Unnamed for maximum mystery, Clooney and Pitt both play fixers who cover up the dirty deeds of fat-cat clients. And they work alone.
But not this time. Lone wolf Clooney arrives first on the scene at a Manhattan penthouse hotel suite, where his on-the-edge client Margaret (Amy Ryan), a local district attorney, has summoned him to do something about the unconscious body of a semi-naked young stud (Austin Abrams) who is lying at the foot of the bed surrounded by shattered glass.
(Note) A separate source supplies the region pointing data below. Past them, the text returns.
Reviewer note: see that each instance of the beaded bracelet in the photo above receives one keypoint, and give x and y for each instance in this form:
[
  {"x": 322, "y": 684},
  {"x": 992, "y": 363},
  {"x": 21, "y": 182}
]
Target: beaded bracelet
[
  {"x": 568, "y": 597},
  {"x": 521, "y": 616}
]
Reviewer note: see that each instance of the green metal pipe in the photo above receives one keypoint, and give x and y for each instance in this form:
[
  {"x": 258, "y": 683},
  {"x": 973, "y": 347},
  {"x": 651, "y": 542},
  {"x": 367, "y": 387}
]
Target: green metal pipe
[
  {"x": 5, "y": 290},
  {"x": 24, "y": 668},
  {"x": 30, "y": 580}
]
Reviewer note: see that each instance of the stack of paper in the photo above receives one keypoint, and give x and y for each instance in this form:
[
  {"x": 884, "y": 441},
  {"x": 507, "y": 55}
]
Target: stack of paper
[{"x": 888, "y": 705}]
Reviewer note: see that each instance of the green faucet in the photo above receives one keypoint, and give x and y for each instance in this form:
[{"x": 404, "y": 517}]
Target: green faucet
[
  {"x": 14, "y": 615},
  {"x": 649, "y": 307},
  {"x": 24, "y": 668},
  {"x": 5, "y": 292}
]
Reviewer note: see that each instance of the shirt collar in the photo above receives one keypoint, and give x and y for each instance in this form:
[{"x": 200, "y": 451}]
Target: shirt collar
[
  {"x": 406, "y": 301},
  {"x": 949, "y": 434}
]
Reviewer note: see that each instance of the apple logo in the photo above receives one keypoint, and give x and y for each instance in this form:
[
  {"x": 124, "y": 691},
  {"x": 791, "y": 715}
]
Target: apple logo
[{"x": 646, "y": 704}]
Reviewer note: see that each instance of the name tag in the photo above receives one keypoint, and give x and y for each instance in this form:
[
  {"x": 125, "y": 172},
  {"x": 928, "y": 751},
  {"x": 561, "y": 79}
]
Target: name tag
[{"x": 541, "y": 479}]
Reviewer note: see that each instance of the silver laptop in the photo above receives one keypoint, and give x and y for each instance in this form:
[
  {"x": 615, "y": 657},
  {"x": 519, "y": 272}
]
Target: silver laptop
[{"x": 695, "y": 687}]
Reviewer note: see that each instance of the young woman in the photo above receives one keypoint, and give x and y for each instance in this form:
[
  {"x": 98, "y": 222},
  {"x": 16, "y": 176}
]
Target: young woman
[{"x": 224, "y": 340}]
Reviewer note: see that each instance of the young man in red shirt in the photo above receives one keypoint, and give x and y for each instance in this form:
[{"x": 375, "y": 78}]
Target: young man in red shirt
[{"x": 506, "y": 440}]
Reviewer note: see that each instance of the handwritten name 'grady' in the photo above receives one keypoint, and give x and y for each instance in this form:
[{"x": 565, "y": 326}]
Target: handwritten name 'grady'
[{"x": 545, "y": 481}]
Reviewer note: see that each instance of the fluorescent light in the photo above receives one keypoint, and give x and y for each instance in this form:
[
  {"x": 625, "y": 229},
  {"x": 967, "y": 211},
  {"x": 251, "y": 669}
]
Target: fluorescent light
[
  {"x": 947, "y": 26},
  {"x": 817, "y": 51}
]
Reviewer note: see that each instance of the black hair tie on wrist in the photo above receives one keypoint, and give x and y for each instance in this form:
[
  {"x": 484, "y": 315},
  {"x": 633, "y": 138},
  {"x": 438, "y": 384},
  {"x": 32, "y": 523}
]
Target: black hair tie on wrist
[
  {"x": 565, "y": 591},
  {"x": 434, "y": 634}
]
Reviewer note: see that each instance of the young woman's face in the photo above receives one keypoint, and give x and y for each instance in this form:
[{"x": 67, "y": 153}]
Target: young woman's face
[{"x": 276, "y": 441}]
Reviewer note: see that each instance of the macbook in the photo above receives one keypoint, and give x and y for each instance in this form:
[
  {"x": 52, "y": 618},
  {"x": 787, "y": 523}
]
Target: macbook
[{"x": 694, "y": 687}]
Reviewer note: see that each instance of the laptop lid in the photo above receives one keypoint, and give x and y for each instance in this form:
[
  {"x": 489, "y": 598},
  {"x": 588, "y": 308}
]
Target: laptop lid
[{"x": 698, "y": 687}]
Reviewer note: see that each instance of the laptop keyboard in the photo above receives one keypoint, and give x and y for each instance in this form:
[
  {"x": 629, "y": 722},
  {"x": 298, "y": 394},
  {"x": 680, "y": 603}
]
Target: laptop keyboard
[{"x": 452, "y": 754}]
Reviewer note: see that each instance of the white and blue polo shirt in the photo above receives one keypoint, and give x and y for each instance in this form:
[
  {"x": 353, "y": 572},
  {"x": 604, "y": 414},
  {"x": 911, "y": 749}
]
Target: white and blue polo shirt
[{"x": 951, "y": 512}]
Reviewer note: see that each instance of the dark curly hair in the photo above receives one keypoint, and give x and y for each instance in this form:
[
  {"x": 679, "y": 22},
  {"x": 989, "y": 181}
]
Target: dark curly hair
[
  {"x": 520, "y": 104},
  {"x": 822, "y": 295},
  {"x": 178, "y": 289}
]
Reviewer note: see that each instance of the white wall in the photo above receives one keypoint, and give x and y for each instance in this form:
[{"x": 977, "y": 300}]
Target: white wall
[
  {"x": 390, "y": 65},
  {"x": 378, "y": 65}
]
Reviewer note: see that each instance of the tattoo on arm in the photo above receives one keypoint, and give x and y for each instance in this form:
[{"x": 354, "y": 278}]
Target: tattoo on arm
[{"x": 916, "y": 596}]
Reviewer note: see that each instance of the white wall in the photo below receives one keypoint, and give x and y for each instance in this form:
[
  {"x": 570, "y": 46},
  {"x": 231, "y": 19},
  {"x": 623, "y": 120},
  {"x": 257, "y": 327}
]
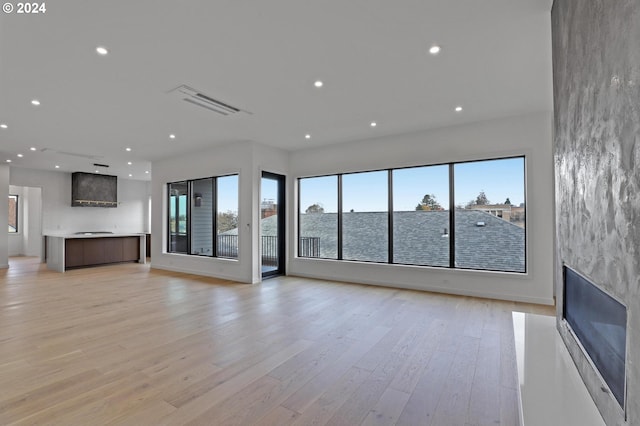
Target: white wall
[
  {"x": 4, "y": 215},
  {"x": 525, "y": 135},
  {"x": 32, "y": 243},
  {"x": 247, "y": 159},
  {"x": 28, "y": 240},
  {"x": 16, "y": 241},
  {"x": 59, "y": 217}
]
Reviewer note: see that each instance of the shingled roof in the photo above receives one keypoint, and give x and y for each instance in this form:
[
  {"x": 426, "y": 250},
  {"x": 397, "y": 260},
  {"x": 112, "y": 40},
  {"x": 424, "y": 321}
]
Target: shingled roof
[{"x": 419, "y": 238}]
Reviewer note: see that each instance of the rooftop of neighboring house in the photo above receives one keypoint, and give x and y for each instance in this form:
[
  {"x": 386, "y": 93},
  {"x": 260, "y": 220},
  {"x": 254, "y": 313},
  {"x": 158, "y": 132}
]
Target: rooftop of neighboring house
[{"x": 482, "y": 241}]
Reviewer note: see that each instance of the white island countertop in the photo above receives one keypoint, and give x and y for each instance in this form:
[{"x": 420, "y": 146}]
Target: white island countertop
[
  {"x": 94, "y": 234},
  {"x": 57, "y": 246}
]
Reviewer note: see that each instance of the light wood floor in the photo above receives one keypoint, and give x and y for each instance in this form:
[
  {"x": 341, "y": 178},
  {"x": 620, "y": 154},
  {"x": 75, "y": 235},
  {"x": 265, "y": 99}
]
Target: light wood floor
[{"x": 128, "y": 345}]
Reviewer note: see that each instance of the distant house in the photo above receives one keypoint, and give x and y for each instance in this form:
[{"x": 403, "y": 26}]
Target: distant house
[{"x": 483, "y": 240}]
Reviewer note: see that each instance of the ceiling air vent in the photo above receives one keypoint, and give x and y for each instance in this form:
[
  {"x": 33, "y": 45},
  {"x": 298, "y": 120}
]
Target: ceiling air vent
[{"x": 193, "y": 96}]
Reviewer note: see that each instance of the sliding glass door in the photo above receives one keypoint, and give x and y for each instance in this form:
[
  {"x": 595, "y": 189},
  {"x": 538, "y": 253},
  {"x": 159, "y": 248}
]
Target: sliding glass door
[{"x": 272, "y": 223}]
Clooney had a similar role in 2007's "Michael Clayton," a moral thriller that won him an Oscar nomination. I'd argue he should have won, except Daniel Day Lewis was undeniable in "There Will Be Blood." Anyway, "Wolfs" isn't about awards, it's a fun throwaway caper that allows Clooney and Pitt to play fast and loose like they did in "Ocean's 11" and its two smash sequels.
Pitt shows up on Clooney's heels, sent by the phone voice of the unseen Pam, who owns the hotel and doesn't want a scandal tainting her joint's hoity-toity reputation. As written and directed by Jon Watts (who directed all three of the Tom Holland "Spider-Man" epics), "Wolfs" is really all about Clooney and Pitt one-upping each other in word and action.
"There's nobody who can do what I do," Clooney brags, only to have Pitt say the same thing a minute later. And so begins a bickering bromance that's complicated by the fact that the naked kid is still alive and in possession of a backpack stuffed with drugs stolen from Albanian mobsters.
And they're off on a nighttime tour of the Big Apple -- evocatively shot by Larkin Seiple -- that takes them from Chinatown to Brighton Beach with a stop at a Croatian wedding. Don't ask. Just let the laughs wash over you.
At one point, the kid tells his captors, "You've got the same clothes, you talk the same, you're basically the same guy." He doesn't mention the same gray stubble. But Clooney and Pitt are pros who know how to use their magnetic star presence to cut through the noise when the jokes grow repetitive and action gives way to the formula playbook.
No matter. A sequel has already been earmarked if fans demand it. And they just might. I can picture a future "Wolfs" with Clooney and Pitt solving crimes in an assisted living facility while complaining about their soup getting cold. Their kind of cool is ageless.